Algebraic and Kähler geometry

The goal of the ALKAGE project was to address a number of fundamental questions in algebraic and analytic geometry, in the following three directions (work packages):

1) Entire curves, hyperbolic algebraic manifolds and the Green-Griffiths-Lang conjecture

2) Further investigations on the curvature of complex varieties and Kähler geometry

3) L² vanishing and extension theorems, and the abundance conjecture

All three directions are connected with major aspects of contemporary research in complex geometry. There are active developments pursued in a large number of mathematical departments worldwide, and improvements of the related techniques are eagerly expected. In the long term, these questions might also have far reaching consequences in other domains of mathematics such as arithmetic geometry.
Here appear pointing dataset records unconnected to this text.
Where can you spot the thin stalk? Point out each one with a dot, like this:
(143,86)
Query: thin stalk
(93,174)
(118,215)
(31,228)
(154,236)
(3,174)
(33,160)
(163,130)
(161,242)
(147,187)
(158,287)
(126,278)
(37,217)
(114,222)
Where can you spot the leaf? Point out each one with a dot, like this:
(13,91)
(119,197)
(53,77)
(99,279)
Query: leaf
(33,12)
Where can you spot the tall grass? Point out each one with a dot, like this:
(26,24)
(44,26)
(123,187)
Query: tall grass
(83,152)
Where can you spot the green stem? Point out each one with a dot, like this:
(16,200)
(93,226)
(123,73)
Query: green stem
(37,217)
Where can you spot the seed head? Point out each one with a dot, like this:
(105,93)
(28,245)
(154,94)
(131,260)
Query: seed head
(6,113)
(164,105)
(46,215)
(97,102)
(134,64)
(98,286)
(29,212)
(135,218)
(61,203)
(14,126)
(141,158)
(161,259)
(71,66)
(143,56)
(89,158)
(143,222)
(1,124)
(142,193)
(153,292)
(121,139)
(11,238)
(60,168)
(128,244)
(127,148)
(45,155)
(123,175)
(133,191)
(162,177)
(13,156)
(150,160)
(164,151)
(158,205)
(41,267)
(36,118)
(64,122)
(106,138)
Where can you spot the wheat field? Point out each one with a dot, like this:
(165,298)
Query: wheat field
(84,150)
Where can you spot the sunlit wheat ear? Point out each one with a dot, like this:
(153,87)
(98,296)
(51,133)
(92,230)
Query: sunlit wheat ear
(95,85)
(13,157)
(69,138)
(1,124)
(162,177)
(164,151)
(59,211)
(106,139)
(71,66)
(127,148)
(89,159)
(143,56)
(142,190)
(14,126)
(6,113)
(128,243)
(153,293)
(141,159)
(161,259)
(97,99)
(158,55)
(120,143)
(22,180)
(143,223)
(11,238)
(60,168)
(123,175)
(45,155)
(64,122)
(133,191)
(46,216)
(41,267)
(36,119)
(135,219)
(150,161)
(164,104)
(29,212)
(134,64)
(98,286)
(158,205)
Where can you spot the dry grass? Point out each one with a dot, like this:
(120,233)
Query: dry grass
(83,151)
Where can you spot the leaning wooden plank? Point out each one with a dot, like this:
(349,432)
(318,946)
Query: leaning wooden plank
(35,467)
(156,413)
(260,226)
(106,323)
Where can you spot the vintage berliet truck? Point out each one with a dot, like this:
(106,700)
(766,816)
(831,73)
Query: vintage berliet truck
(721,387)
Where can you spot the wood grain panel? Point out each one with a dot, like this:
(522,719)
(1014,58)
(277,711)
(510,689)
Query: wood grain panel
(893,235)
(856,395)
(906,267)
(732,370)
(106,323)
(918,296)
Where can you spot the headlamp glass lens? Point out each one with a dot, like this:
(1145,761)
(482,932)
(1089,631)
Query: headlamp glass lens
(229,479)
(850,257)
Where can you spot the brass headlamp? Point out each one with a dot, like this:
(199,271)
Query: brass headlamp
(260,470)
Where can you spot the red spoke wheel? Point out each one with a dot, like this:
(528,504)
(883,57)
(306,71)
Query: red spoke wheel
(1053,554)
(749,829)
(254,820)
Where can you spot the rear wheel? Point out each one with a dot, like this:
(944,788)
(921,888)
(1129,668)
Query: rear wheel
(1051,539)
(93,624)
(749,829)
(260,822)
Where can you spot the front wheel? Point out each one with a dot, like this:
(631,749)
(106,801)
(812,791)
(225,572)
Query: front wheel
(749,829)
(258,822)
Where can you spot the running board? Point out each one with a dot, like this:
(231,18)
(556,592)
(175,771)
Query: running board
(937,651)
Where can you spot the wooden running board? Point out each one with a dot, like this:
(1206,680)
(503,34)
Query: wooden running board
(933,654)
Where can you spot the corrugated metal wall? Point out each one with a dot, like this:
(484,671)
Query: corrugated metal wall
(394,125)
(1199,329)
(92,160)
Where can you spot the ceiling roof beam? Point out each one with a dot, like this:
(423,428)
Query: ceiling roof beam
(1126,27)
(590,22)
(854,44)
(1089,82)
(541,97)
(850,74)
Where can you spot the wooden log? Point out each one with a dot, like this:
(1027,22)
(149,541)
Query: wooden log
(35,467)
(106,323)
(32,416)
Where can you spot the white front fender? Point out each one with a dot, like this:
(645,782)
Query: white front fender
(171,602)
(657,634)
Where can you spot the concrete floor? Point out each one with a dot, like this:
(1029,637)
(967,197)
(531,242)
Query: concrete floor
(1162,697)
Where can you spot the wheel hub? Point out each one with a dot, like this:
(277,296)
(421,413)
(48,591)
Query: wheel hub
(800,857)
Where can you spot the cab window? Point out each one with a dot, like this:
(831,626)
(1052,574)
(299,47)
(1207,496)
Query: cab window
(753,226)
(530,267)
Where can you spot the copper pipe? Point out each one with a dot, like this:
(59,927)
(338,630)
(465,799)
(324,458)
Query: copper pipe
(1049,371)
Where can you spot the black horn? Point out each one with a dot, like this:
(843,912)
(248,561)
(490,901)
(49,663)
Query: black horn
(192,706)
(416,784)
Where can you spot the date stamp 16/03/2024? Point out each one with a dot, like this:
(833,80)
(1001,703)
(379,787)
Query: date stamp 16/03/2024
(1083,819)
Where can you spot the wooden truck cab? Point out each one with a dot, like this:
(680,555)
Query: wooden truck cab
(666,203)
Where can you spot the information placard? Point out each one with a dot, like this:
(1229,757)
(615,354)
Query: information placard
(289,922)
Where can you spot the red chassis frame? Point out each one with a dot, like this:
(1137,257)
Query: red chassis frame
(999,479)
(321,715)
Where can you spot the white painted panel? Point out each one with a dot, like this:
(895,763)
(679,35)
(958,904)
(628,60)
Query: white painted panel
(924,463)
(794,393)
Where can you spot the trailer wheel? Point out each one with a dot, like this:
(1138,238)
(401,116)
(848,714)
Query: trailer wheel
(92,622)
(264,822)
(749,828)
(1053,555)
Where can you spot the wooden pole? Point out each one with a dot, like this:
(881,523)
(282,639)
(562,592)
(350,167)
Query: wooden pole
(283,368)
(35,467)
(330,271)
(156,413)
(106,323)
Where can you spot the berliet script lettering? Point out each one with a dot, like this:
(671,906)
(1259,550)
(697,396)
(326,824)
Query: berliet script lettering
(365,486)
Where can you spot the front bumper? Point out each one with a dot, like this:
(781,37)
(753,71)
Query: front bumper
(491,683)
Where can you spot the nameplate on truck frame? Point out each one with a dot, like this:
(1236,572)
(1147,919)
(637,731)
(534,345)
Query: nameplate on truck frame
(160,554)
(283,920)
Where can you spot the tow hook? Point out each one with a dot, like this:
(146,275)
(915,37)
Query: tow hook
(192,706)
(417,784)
At the term of the project, the major scientific achievements include new L² extension theorems of Ohsawa-Takegoshi type that hold for non necessarily reduced subvarieties, and for line bundles satisfying optimal semipositivity conditions. This work of the PI conducted in 2015-2018 led to collaboration with S.Matsumura and JY.Cao and to important further contributions by collaborators and visitors (YoungJun Choi - Mario Chan, ChenYu Chi, Sheng Rao, …). In 2017, the remarkable PhD thesis of Ya Deng produced an effective version of Damian Brotbek’s recent solution of the Kobayashi conjecture (1970), stating that general algebraic hypersurfaces of high degree in complex projective space are Kobayashi hyperbolic. In 2018, the PI obtained a different and simpler proof of the same fundamental result, using geometric techniques for jet differential bundles that he continuously developed since 1995. In the context of non Kähler complex geometry, jointly with F. Campana and Th. Peternell, a complete proof was given that every complex structure on S6 has zero algebraic dimension (a result claimed already in 1998, but with an incomplete proof). In the direction of the abundance conjecture, the PI introduced the concept of “Bergman bundles”, which provide Hilbert bundle analogues of ample vector bundles in the non algebraic setting, on general compact complex manifolds. Finally, in 2020, a new approach was developed for the study of the Griffiths conjecture on the positivity of ample vector bundles. An outcome was the introduction of a new concept of Monge-Ampère volume for vector bundles, for which Siarhei Finski obtained deep asymptotic formulas.

The ALKAGE project mostly ran as expected, even though the COVID pandemic considerably slowed down some operations after February 2020, such as invitations and visits to other centers. In total, 7 PostDocs have been hired on ALKAGE grants during 2 year periods (one of them left after 1 year and a half, and another one after 1 year, as they were offered junior research positions abroad); 6 PhD students were supported, two of them by grants offered during the whole three years of their PhD research activity, and 5 PhD theses were defended before end of 2021.

During the period 2015-2021, very substantial work was conducted in the major research directions planned in the three work packages of the project described above. The PI, his PhD students, PostDocs and local collaborators all contributed to the activity by producing high level research papers, participating to conferences and delivering seminar talks or summer school lectures. The complete reference list includes about 80 publications. Numerous short expert visits (from one-two day visits to several months visits) to Institut Fourier have been supported. A substantial part of the budget has been used to support missions of the PI and his collaborators to various French and foreign institutions.

In total, four ALKAGE workshops of approximately 30 participants, and two bigger international conferences have been organized during the 6 years of the project. These events, each of a duration of one week, gave the occasion of many profitable exchanges, leading e.g. to a new collaboration of the PI with F. Campana, L. Darondeau and E. Rousseau. As mentioned in the previous section, the results that were obtained include important advances on several longstanding mathematical problems such as the Kobayashi conjecture from 1970.

The remarkable work conducted by Ya Deng during his PhD and by Siarhei Finski during his PostDoc allowed them to be both recruited by CNRS as Chargés de Recherche, in February and October 2021, respectively in Nancy and at École Polytechnique. All other younger collaborators of the ALKAGE project found junior academic positions after leaving Grenoble university: as assistant professors, YoungJun Choi at Pusan university (Korea), Tao Zheng at the Beijing Institute of Technology (China), Long Li at ShanghaiTech university (China), Philipp Naumann at Bayreuth Universität (Germany); Grégoire Menet, as ATER at Université de Lille; Juliana Restrepo, as PostDoc at Université Aix-Marseille.

One of the very long term goals of the ALKAGE related research would be a general classification theory of projective varieties and compact Kähler spaces. There is still a very long route to reach a complete understanding of the structure of such varieties. Among the many steps required, one can cite basic vanishing, non vanishing, and extension theorems, in connection with an analysis of fundamental fibrations or with the "curvature" properties of the tangent sheaf. The results obtained by the PI and his students, postdocs and collaborators are substantial steps in these directions.